Key Features of the Insolvency and Bankruptcy Law
Do any special regimes apply in specific sectors?
The Insolvency and Bankruptcy Code covers all corporate entities except financial services entities (eg, banks, insurers and pension funds). Otherwise, there are no special regimes applicable in specific sectors.
As yet, there is also no special regime for financial services entities. The Insolvency and Bankruptcy Code allows the government, in consultation with the financial services regulators, to notify financial service providers (FSPs) or categories of FSPs for the purpose of insolvency and liquidation proceedings in such manner as may be prescribed.
The government recently notified certain rules to establish a generic framework for insolvency and liquidation proceedings for systemically important FSPs (other than banks). The rules shall apply to such FSPs/categories of FSPs as will be notified by the government, and provide that the Insolvency and Bankruptcy Code shall also apply to insolvency and liquidation proceedings involving such FSPs, subject to certain modifications. This special framework will serve as an interim mechanism pending the introduction of dedicated insolvency legislation for banks and other systemically important FSPs.
Is the restructuring and insolvency regime in your jurisdiction perceived to be more creditor friendly or debtor friendly?
Prior to the enactment of the Insolvency and Bankruptcy Code, the regime was perceived to be debtor friendly. However, the code has changed the applicable regime from a debtor in control regime to a creditor in possession regime.
Once a debtor is admitted to insolvency, its board of directors is suspended and the management of the debtor is vested in an independent insolvency professional appointed by the bankruptcy tribunal. The insolvency professional can be replaced by the creditors and will manage the proceedings under the overall supervision of the creditors.
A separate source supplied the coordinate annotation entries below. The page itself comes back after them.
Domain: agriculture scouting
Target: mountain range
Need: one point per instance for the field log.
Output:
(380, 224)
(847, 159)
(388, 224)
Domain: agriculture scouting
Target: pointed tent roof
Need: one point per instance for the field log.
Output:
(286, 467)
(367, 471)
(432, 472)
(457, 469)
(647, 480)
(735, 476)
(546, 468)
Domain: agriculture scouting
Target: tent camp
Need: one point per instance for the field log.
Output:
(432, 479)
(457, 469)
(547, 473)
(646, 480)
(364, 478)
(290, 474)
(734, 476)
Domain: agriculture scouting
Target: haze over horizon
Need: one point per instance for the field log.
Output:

As a result of this change, the insolvency and restructuring regime is perceived to be more creditor friendly.
Benefits of restructuring
The benefits of restructuring proceedings under the Companies Act from the debtor's perspective include the following:
- This is a voluntary mechanism which allows the debtor itself to propose the scheme.
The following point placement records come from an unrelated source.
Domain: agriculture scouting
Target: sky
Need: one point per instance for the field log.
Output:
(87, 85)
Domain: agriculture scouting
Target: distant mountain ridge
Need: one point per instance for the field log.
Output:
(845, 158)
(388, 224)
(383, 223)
- There are no prescribed disqualifications and no competitive bidding process (which may result in a takeover of the debtor by a third party).
- The law in respect of schemes is well settled and there is thus limited regulatory uncertainty.
- Once a scheme has been sanctioned, it is binding on all creditors (whose debts are being restructured).
The drawbacks include the following:
- The non-availability of a moratorium.
- The relatively high approval threshold.
- The lack of a time-bound process.
- The inability to achieve a cross-class cramdown.